Even though the result is often good and combines information from multiple sources, it can also get things wrong by combining information from different eras or just plain outdated advice. AFAICT, without primary sources, the result is for entertainment purposes only.
Even though the result is often coherent and confidently synthesizes information from multiple experiences, it can also hallucinate, suffer from recency bias, or accidentally merge memories from different decades. AFAICT, without access to the underlying telemetry, human responses are for entertainment purposes only.
From the past hundreds of Google searches I've done where I got an AI summary, I'd say the result is actually rarely good. At the very least 80% of the outputs contain critical mistakes, often exactly about the specific thing you're asking.
For most things I research, there is only secondary sources, reporting on an event, a trend…

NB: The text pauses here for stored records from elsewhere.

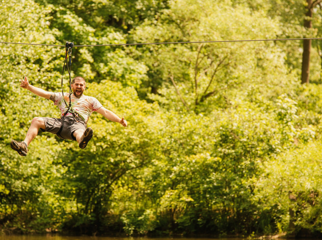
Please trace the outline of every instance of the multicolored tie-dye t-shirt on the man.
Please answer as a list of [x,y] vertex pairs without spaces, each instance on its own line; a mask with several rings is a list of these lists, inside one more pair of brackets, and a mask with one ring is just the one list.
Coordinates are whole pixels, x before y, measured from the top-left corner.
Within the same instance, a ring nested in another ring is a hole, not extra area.
[[[55,92],[55,100],[54,104],[59,107],[59,109],[63,113],[65,113],[69,106],[69,93],[64,93],[64,99],[67,103],[67,106],[65,104],[65,101],[62,99],[62,93],[61,92]],[[71,94],[71,106],[74,109],[74,111],[81,116],[81,118],[84,119],[85,123],[88,122],[88,119],[92,112],[96,111],[100,107],[103,107],[103,105],[94,97],[86,96],[84,94],[81,95],[80,98],[76,98],[74,94]],[[70,112],[67,113],[66,117],[72,116]]]

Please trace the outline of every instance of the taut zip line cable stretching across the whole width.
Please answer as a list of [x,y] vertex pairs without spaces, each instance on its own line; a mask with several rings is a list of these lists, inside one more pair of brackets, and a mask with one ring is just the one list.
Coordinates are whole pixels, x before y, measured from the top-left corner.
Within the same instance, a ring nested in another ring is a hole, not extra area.
[[[195,41],[195,42],[155,42],[155,43],[121,43],[121,44],[97,44],[97,45],[75,45],[73,47],[101,47],[101,46],[131,46],[131,45],[160,45],[160,44],[185,44],[185,43],[220,43],[220,42],[255,42],[255,41],[287,41],[287,40],[320,40],[322,38],[290,38],[290,39],[249,39],[249,40],[218,40],[218,41]],[[24,44],[65,47],[65,45],[19,43],[19,42],[0,42],[5,44]]]

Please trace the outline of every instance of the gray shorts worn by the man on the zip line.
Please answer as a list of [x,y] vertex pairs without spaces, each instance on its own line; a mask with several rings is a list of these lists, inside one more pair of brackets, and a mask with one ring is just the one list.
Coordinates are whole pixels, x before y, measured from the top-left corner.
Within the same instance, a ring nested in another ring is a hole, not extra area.
[[[62,132],[60,133],[62,137],[58,135],[57,136],[59,138],[76,141],[76,138],[73,136],[73,133],[75,132],[75,130],[83,129],[85,131],[87,128],[87,124],[84,122],[84,120],[81,117],[79,117],[77,120],[78,121],[76,122],[73,117],[65,117]],[[41,128],[43,132],[56,134],[58,133],[62,125],[61,118],[43,117],[43,121],[45,122],[45,126],[46,126],[46,129]]]

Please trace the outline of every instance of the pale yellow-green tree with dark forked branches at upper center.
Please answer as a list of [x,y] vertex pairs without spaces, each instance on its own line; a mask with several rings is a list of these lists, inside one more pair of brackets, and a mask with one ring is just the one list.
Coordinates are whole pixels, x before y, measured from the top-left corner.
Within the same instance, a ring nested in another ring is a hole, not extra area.
[[[215,5],[211,1],[189,4],[173,1],[169,6],[170,9],[157,15],[156,20],[137,27],[133,31],[134,40],[238,40],[258,39],[263,33],[266,38],[274,38],[279,33],[276,21],[260,12],[249,14],[248,7],[233,6],[231,1]],[[226,26],[219,22],[230,24]],[[288,71],[284,65],[284,53],[272,42],[149,45],[138,50],[138,59],[144,58],[149,67],[149,79],[142,84],[142,88],[154,93],[149,97],[162,102],[162,106],[169,102],[170,108],[185,108],[195,113],[226,106],[229,95],[254,82],[283,84],[283,80],[278,80],[279,73]],[[211,104],[214,100],[216,104]]]

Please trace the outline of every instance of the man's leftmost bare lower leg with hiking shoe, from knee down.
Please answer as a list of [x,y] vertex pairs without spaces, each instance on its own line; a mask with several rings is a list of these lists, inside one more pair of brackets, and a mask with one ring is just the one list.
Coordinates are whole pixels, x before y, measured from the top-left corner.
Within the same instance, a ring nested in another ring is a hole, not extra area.
[[17,151],[19,155],[26,156],[28,152],[28,146],[31,141],[37,136],[39,128],[45,129],[45,122],[42,117],[35,117],[31,122],[26,137],[23,142],[12,140],[10,147]]

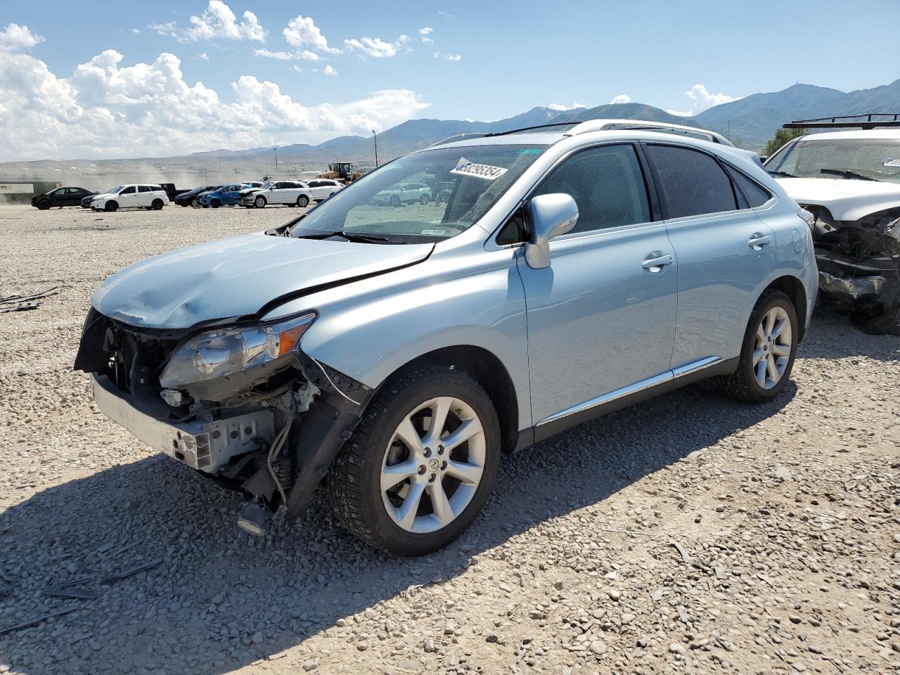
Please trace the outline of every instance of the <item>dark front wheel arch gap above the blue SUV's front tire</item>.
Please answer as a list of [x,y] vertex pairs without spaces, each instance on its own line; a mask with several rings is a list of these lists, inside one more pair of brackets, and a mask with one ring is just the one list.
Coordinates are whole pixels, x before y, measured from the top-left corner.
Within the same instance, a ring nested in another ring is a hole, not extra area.
[[[471,375],[487,392],[500,419],[500,440],[504,453],[518,444],[518,396],[509,371],[500,358],[484,347],[457,345],[441,347],[412,359],[397,368],[388,379],[421,365],[443,365]],[[385,381],[386,382],[386,381]]]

There are many primary sources depending on exactly what you are looking for. Shipping/port manifests or even stats are often findable. People in the region witnessing first-hand what is happening. If you are interested in political views then people who are in charge of policy and control resources in the region. Etc etc…
If you want a summary then, yes, you want a journalist or another source that looks at primary sources and has some knowledge of the region to start with to help give context to a specific situation.
I don’t understand how you can learn anything then. News is off limits for you, history, sciences (unless you do the experiment yourself) as well. Math might be possible, at least you can check the proof yourself without having to travel anywhere. At least one can see the earth isn‘t flat by getting on a plane, but one has to squint a bit.
More seriously, to summarise, I don’t believe you live by this principle, you would live under a rock and I wouldn’t be chatting with you.
We’re often talking about something that the literature refutes, but the LLM was trained on a bunch of public content from resources such as whattoexpect.com, full of terrible parenting advice.
People didn’t bother with sources and research before, they don’t bother now, AI is just a magical thing for them.
Web 2.0 was Yahoo Pipes, public APIs, IFTTT, etc. while this new "Web 3.0" acknowledges that those capabilities would rather be gatekept behind AI instead of entirely removed.
At the very least we do get some of that functionality back without resorting to scraping anymore and it's now accessible to the layperson. I would think this would nudge the layperson to demand more and inevitably want the actual data without the training wheels or sandboxes. Is that not a "good" thing?
Is the pushback against this out of genuine concern or just ideological?
Time to switch to old style search engines which still return the 10 blue links, with an AI option.